Lo dudaba. Tenía toda la pinta de haberse criado entre algodones.

–Seguiremos otro día –dijo ella mirando el reloj–. Tengo una reunión.

–No importa –dijo él–. Ya he averiguado todo lo que necesitaba saber. Veo que me presta atención. Eso me gusta.

¿Era su cabeza o todo lo que decía tenía una connotación sexual?

–Me voy de vacaciones –dijo ella.

–Sí, lo sé. Y a hacer una profunda introspección. A eso puedo ayudarla. Pagaré sus honorarios sean los que sean y juntos sacaremos los cadáveres de mi armario, algo que, si le soy sincero, no deseo. Pero de momento, la ayudaré a comportarse como una persona y no como una abogada estirada.

–No he dicho que haya aceptado su caso. Además, ¿qué le cualifica para lograr ese cambio?

Pierce movió el retrato que había sobre la chimenea hasta que lo enderezó.

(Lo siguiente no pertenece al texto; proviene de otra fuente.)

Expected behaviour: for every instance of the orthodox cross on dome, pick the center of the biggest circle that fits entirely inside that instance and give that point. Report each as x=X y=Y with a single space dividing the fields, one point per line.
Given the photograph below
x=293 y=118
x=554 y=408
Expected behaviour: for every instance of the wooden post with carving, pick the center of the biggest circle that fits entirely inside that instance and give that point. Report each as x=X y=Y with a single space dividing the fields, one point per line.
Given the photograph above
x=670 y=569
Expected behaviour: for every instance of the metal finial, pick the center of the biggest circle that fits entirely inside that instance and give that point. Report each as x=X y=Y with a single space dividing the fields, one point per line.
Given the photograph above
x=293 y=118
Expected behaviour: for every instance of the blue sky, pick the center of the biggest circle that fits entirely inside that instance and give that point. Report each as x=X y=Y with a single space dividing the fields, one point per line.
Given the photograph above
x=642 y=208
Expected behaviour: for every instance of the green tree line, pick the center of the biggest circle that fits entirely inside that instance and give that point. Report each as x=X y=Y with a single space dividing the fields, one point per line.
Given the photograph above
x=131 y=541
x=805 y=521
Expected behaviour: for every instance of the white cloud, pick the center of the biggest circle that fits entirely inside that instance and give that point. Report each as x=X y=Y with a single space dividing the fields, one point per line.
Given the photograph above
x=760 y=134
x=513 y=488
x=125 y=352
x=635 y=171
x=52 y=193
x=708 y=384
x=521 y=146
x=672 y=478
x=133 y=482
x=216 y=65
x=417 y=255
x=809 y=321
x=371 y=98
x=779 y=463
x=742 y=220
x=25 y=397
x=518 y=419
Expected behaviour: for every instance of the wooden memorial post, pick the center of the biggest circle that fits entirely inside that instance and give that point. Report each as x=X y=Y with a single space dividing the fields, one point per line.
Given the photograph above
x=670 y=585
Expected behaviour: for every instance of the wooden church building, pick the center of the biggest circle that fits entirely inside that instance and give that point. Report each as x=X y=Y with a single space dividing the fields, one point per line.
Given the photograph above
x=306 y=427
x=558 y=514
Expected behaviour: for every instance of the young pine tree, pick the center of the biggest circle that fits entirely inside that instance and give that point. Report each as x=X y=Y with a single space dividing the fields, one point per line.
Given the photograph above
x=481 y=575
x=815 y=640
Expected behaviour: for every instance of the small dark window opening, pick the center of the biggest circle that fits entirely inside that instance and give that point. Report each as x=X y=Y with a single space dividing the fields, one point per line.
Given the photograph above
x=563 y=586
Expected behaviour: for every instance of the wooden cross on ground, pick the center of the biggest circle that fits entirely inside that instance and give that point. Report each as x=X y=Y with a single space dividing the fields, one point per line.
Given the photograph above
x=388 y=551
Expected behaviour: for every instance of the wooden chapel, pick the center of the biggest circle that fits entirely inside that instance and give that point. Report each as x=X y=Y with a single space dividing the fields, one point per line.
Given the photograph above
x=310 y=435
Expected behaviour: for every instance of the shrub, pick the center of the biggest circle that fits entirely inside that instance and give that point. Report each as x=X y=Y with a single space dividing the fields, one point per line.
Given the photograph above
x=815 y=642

–Ya verá, Nicola Parrish, ya verá.

 

 

Pierce había tenido que esperar seis días hasta que Nicola acabara con sus reuniones. Se había ofrecido a ayudarla a sacar sus cosas de la oficina a cambio de un encuentro cara a cara. No le había quedado más remedio que hacerlo; Nikki era muy buena negociando. Por suerte su padre estaba resistiendo, pero Pierce no estaba dispuesto a esperar mucho más para obtener las respuestas que necesitaba.

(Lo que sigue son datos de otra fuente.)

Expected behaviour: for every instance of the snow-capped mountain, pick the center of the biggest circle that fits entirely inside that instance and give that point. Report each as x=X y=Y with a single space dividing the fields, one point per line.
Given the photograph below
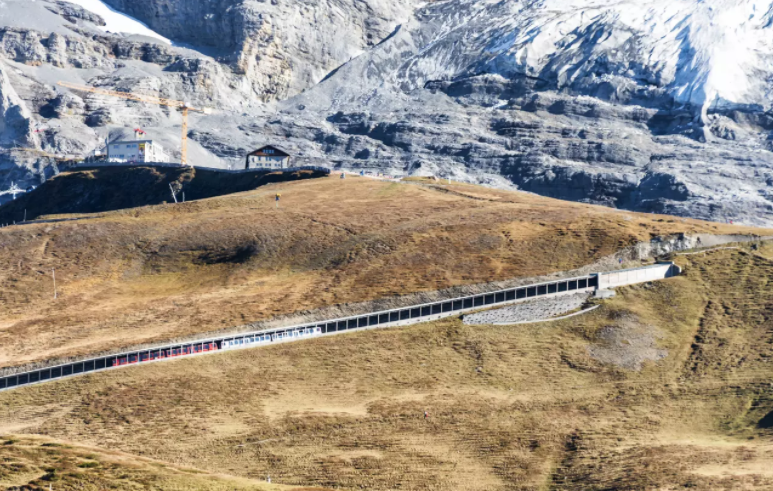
x=656 y=106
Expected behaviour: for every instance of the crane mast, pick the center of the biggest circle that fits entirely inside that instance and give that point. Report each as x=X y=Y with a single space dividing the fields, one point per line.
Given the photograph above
x=181 y=105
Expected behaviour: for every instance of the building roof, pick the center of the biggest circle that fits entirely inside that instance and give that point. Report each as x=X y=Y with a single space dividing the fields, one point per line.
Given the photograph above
x=277 y=151
x=123 y=142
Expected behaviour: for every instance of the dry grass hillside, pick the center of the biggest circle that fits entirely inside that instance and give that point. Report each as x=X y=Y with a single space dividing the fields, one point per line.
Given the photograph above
x=34 y=463
x=666 y=386
x=147 y=274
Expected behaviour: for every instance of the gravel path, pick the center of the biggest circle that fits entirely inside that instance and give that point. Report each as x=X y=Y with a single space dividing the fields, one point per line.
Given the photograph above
x=534 y=310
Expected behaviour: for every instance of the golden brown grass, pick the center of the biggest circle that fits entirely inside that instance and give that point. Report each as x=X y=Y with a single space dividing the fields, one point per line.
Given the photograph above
x=522 y=407
x=152 y=273
x=34 y=463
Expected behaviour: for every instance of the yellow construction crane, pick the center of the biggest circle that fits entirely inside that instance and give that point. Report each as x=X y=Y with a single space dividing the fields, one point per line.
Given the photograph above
x=182 y=106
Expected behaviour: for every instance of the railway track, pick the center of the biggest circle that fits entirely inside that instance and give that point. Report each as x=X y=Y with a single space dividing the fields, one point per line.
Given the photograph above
x=387 y=318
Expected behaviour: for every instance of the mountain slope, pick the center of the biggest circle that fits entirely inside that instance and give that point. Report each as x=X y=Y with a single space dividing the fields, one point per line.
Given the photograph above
x=657 y=107
x=146 y=275
x=552 y=405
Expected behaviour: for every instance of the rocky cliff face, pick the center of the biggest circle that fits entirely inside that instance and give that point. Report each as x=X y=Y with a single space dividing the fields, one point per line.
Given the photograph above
x=282 y=46
x=657 y=107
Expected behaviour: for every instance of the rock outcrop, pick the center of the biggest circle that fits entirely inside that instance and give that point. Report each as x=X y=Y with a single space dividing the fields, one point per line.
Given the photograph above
x=624 y=105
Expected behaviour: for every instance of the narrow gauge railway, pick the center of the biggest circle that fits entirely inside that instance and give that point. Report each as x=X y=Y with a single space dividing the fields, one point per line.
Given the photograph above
x=387 y=318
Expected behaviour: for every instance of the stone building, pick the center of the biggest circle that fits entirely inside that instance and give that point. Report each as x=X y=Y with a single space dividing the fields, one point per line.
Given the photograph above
x=268 y=157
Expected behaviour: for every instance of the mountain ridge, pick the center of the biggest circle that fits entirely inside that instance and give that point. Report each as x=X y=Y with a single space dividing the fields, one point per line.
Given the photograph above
x=601 y=102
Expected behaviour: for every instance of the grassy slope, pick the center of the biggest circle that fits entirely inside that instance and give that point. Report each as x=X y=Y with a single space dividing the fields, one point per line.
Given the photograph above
x=151 y=273
x=105 y=188
x=510 y=408
x=33 y=463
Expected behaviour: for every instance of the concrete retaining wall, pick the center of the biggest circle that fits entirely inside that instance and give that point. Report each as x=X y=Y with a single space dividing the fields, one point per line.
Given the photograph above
x=637 y=275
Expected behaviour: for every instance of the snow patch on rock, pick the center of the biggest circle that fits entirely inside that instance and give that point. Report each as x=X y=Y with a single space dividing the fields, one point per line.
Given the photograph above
x=117 y=21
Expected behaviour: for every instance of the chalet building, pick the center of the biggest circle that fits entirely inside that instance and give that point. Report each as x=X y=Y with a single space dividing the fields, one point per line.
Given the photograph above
x=268 y=157
x=139 y=151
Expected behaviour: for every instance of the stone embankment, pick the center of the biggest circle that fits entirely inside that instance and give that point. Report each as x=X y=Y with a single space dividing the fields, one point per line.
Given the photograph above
x=536 y=310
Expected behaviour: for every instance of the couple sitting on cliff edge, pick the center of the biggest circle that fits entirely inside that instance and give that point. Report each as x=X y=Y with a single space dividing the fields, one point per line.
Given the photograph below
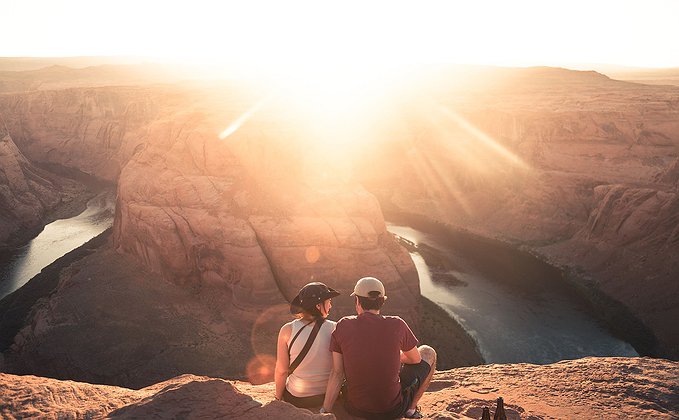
x=373 y=359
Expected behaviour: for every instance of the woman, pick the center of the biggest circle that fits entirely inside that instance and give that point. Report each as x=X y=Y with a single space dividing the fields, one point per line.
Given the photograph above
x=305 y=385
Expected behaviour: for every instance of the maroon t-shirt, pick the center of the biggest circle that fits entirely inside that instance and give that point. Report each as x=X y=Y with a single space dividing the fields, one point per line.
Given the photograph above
x=370 y=345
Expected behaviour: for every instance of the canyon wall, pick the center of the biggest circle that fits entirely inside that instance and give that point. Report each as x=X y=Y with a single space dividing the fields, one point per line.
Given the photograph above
x=247 y=215
x=602 y=388
x=211 y=240
x=573 y=166
x=92 y=129
x=27 y=193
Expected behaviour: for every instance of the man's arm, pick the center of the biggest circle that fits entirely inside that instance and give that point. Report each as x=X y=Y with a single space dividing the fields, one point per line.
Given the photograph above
x=282 y=360
x=411 y=357
x=334 y=382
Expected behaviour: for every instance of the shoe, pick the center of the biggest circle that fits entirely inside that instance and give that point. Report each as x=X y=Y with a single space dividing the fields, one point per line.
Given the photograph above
x=416 y=415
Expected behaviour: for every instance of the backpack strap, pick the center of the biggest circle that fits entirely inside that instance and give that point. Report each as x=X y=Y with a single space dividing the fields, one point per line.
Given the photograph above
x=307 y=346
x=297 y=335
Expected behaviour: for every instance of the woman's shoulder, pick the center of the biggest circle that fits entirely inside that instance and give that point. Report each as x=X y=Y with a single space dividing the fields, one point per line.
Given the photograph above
x=286 y=329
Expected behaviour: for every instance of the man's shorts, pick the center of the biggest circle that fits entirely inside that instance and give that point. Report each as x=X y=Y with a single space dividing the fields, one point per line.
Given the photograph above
x=411 y=377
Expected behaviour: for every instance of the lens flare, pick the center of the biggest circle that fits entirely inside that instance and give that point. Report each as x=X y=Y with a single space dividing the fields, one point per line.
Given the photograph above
x=238 y=123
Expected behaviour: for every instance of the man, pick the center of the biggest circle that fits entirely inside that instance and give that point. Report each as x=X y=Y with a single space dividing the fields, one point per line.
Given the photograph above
x=386 y=372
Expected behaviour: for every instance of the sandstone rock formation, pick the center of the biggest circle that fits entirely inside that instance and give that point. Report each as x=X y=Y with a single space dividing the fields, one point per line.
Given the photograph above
x=605 y=388
x=573 y=166
x=27 y=193
x=212 y=238
x=92 y=129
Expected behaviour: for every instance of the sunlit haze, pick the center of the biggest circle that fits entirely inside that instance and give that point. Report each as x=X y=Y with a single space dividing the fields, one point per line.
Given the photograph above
x=296 y=33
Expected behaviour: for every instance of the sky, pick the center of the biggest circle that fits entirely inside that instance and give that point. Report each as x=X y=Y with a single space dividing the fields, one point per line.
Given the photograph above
x=640 y=33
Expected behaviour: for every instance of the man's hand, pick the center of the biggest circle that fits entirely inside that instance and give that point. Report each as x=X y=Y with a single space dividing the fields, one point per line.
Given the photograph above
x=334 y=382
x=411 y=357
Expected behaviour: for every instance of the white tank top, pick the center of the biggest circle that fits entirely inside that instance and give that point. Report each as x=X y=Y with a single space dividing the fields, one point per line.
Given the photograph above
x=311 y=376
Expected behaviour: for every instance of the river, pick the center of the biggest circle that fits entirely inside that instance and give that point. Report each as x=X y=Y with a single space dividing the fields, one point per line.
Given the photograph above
x=515 y=306
x=57 y=239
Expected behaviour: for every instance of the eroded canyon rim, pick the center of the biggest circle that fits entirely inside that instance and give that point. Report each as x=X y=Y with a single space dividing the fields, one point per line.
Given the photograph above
x=212 y=235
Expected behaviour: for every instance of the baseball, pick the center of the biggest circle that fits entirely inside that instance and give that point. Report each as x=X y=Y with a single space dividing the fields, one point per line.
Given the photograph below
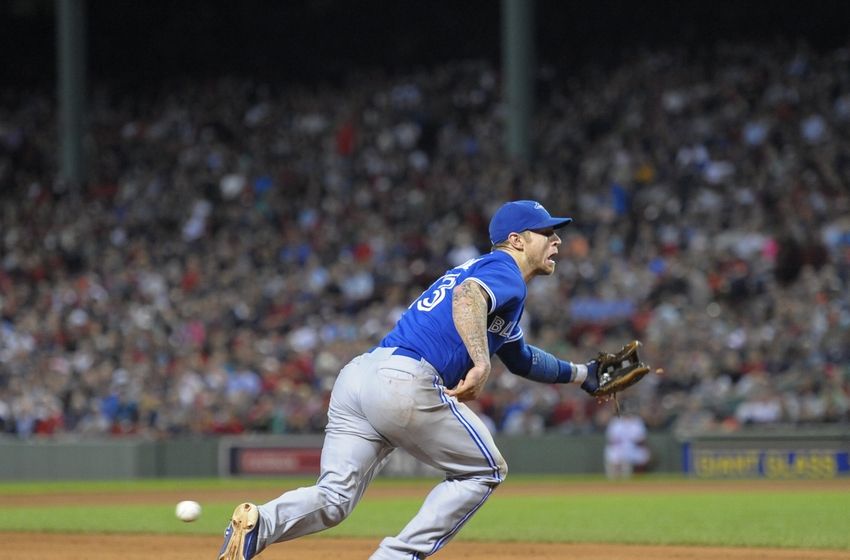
x=187 y=510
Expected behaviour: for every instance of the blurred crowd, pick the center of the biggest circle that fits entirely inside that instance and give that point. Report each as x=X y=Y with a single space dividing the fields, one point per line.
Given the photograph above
x=238 y=241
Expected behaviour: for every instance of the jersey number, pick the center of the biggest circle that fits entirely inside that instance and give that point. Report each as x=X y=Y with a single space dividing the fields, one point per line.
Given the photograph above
x=432 y=300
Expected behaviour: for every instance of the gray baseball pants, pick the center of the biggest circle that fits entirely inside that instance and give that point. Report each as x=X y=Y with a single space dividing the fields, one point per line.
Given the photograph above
x=382 y=401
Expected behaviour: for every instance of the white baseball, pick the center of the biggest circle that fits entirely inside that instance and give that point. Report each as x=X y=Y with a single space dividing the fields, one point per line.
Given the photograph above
x=188 y=510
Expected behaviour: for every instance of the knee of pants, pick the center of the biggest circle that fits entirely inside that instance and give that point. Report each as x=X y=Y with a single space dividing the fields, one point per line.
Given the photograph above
x=339 y=506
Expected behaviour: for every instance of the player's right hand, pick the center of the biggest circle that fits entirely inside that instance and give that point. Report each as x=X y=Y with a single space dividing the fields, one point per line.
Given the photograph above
x=471 y=385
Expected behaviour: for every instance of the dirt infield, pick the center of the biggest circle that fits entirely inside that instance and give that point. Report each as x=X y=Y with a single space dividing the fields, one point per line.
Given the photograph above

A petición de Nicola había llevado la furgoneta que su padre y él utilizaban para transportar las canoas. Había un montón de cosas que preferiría estar haciendo en un caluroso día de verano en vez de andar cargando cajas.

Aun así, su estado de ánimo mejoró cuando llamó a la puerta y Nicola lo recibió. Parecía más accesible. Se había puesto una cinta para retirarse el pelo de la cara y llevaba unos pantalones cortos que dejaban al descubierto sus estupendas piernas. El contorno de sus pechos bajo la camiseta blanca ceñida lo dejó con la boca seca. Las alpargatas negras la hacían parecer demasiado joven como para ser una exitosa abogada.

–La furgoneta está fuera.

Su tono sonó más brusco de lo que había pretendido, pero estaba intentando disimular la reacción que le había provocado su aspecto.

–Llega tarde –dijo Nicola frunciendo el ceño.

–Ha habido un accidente y he tenido que desviarme.

Nikki se pasó la mano por la frente.

–Hace mucho calor aquí. Alguien se ha equivocado en la fecha y me ha dejado sin electricidad dos días antes.

Al entrar, no se sorprendió al ver la recepción llena de cajas apiladas.